When Morris noted that the classic VAN HALEN albums still hold up production-wise nearly 50 years later, Frank said: “Well, they were underproduced. They weren’t overproduced with a lot of overdubs. Basically, those records are live in the studio. And then they colored them up with a couple of little colors here and there, but the energy that they captured live on those first VAN HALEN albums is so real and powerful and high energy that that’ll last forever… Plus they had great songs, and the songwriting. That’s the difference between any band, is the songs, really. And ‘Little Dreamer’ and ‘Ain’t Talkin’ ‘Bout Love’ on that first album. And then on the next album, ‘Dance The Night Away’ is a great, well-written song, all the way to ‘Unchained’ and ‘And The Cradle Will Rock…’. The list goes on and on — the songwriting. And then even when they had Sammy Hagar in the band — ‘Right Now’, ‘Hot Summer Nights’, ‘Why Can’t This Be Love?’. The songwriting really sets them apart.”

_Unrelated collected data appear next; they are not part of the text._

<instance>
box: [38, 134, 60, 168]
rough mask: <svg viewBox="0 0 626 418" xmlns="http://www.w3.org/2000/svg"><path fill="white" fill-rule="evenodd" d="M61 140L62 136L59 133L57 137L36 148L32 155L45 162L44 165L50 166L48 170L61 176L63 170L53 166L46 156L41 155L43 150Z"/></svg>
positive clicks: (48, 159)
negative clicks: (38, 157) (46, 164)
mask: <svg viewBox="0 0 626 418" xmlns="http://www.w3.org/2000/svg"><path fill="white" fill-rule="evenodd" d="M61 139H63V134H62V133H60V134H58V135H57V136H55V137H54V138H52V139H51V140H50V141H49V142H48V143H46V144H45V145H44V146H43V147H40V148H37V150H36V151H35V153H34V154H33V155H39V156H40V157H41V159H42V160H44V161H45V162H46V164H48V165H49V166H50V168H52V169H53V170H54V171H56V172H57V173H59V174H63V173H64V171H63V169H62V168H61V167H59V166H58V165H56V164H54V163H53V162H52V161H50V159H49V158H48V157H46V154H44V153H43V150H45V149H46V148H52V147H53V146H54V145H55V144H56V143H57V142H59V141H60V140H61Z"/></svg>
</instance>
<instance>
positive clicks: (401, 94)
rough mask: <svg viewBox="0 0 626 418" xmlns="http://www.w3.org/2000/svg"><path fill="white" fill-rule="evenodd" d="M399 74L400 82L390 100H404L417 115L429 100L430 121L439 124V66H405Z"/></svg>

This is not the first time that Eddie Van Halen has been compared to one of history’s greatest composers, Wolfgang Amadeus Mozart. Back in November 2020, Wolfgang Van Halen told “Entertainment Tonight” about his father’s legacy: “I think he’s the Mozart of our generation. I think the way we look back at people like Mozart and Beethoven, from how far we are removed from them, you put that amount of time ahead of us, and I think people will still be looking back at him.”

In October 2020, former ROB ZOMBIE and current MÖTLEY CRÜE guitarist John 5 said: “Eddie Van Halen was a modern-day Mozart, and it is just so sad to see him go. He was so young. He is immortal and will live on forever. He was an inventor and the greatest guitar player of all time… The thing is, he took guitar to such new places that no one has done before, and he was just such an incredible player. And on top of all of that, he was an incredible songwriter too.”

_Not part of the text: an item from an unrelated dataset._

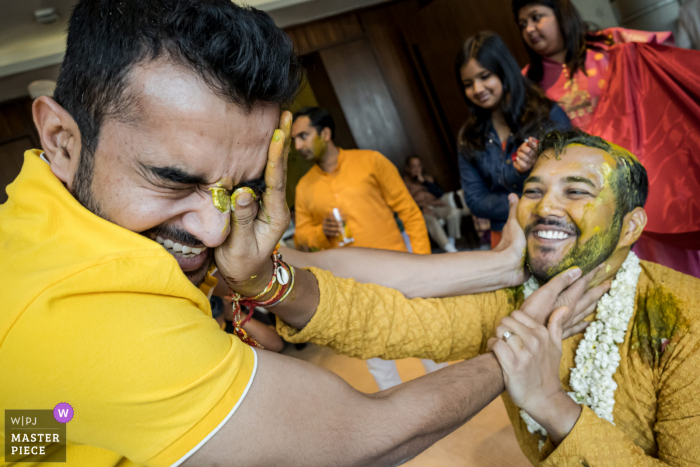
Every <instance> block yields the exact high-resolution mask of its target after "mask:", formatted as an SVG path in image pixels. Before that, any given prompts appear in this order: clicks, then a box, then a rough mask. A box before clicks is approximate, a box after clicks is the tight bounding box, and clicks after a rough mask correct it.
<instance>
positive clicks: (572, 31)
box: [513, 0, 673, 130]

Eddie Van Halen died in October 2020 at Providence Saint John’s Health Center in Santa Monica, California. Following his death, fans left flowers at his childhood home on Las Lunas Street in Pasadena, California. Additional flowers, candles and fan mementos were placed on Allen Avenue where Eddie and his brother, VAN HALEN drummer Alex, scratched their band’s name into the wet cement of a sidewalk when they were teenagers.

After Eddie was diagnosed with stage four lung cancer, he began flying to Germany for treatments. Eventually, the cancer spread to Eddie‘s spine and brain. Just a few months later, Eddie died at age 65.